Luggage Chaos In London
The first impression most of our American visitors get of Britain is not a good one, because the first place you often see is Heathrow Airport. It's massive, but the trouble is it's not big enough. The terminals are just a seething mass of frustrated humanity; huge lines snake back from check ins, security barriers and immigration controls. There are just too many people.
And then came the brand new Terminal 5 .... a brand new home for British Airways .... and a brand new nine billion dollars on a state of the art center to ensure that your arrival in this country would be a pleasure not a pain.
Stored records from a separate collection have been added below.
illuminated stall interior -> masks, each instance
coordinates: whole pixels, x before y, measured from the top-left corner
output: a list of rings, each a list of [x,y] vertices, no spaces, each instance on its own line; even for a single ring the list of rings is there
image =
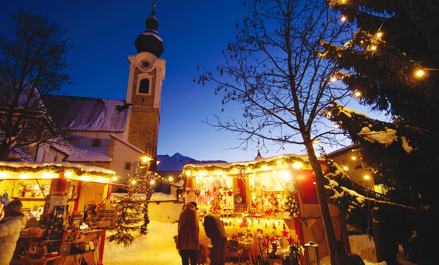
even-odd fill
[[[32,217],[39,217],[45,198],[55,192],[67,195],[70,212],[101,203],[116,178],[113,170],[67,162],[0,162],[2,195],[21,200],[24,212]]]
[[[320,163],[323,165],[323,162]],[[224,223],[228,236],[236,237],[239,234],[245,244],[251,244],[256,255],[260,250],[258,237],[262,245],[269,248],[273,245],[286,255],[290,242],[326,244],[314,173],[307,156],[187,164],[184,173],[187,176],[186,195],[194,195],[200,223],[205,214],[216,214]],[[336,209],[331,209],[338,219]],[[336,226],[340,229],[339,224]],[[253,237],[251,243],[248,236]],[[319,249],[320,256],[327,251],[323,246]]]

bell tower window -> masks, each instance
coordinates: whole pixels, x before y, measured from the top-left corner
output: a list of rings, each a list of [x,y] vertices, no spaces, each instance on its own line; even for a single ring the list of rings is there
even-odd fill
[[[140,84],[139,85],[139,93],[142,94],[149,94],[149,79],[142,79],[140,80]]]
[[[91,142],[92,147],[100,147],[100,139],[96,138]]]

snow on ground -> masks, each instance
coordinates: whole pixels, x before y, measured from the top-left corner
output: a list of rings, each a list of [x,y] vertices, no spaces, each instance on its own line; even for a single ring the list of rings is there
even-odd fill
[[[126,247],[123,244],[118,245],[106,240],[102,263],[104,265],[181,265],[181,258],[173,238],[177,234],[177,223],[151,221],[148,234],[139,236]],[[365,235],[349,236],[349,242],[352,253],[359,255],[366,265],[387,265],[386,262],[376,262],[374,243]],[[397,258],[401,265],[416,265],[407,260],[402,252]],[[321,258],[320,264],[330,265],[329,256]]]

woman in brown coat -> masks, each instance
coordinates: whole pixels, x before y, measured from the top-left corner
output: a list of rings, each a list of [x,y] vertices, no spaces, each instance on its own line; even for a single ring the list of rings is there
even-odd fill
[[[181,252],[183,265],[197,264],[197,250],[199,249],[198,215],[197,214],[197,203],[191,202],[186,205],[180,214],[178,220],[178,238],[177,248]]]

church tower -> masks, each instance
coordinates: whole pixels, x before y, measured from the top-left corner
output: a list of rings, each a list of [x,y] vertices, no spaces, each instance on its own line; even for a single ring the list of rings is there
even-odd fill
[[[163,42],[157,32],[158,22],[152,4],[151,15],[146,19],[146,29],[135,44],[135,56],[127,56],[130,75],[127,92],[127,104],[132,104],[128,142],[154,157],[157,151],[161,85],[165,76],[166,61],[159,59]]]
And so to the opening, last week, and so to the chaos. A series of small system failures rapidly escalated into a crisis, and the system for taking luggage from the check in to the plane simply collapsed. Flight after flight was cancelled, and thousands of angry passengers demanded compensation, a hotel for the night or simply some information on when they might escape.
It wasn't good. It was, in the words of the boss of British Airways, a disaster.
A week later, they are still trying to sort out thousands of bags which stayed at the Terminal when their owners left on those first few chaotic days. British Airways said there were 19,000 of them. The Government added to the confusion by suggesting the real figure was 28,000. A spokesman later cleared up the confusion by telling us it depended which way you counted them. Anyway, 19,000 seems more than enough.
As I write there are still mounds of luggage being shuffled around the world in search of an owner. Last I heard one load was being flown to Milan, Italy, from where they will be taken by road to their owners. The airline is still cancelling up to 50 flights a day, to ensure that those who manage to fly do so with their baggage actually on board. And each cancellation, each lost piece of luggage, is another frustrated customer and another blow to the airline and indeed the country.
And you know the truly frustrating thing? Latest reports are that apart from the cancellations the place is running beautifully. You hardly have a chance to get your bag to the check in before it is snatched away and taken to the plane. Why didn't we start like that, with perhaps half the services, just to check it was working? Don't ask me.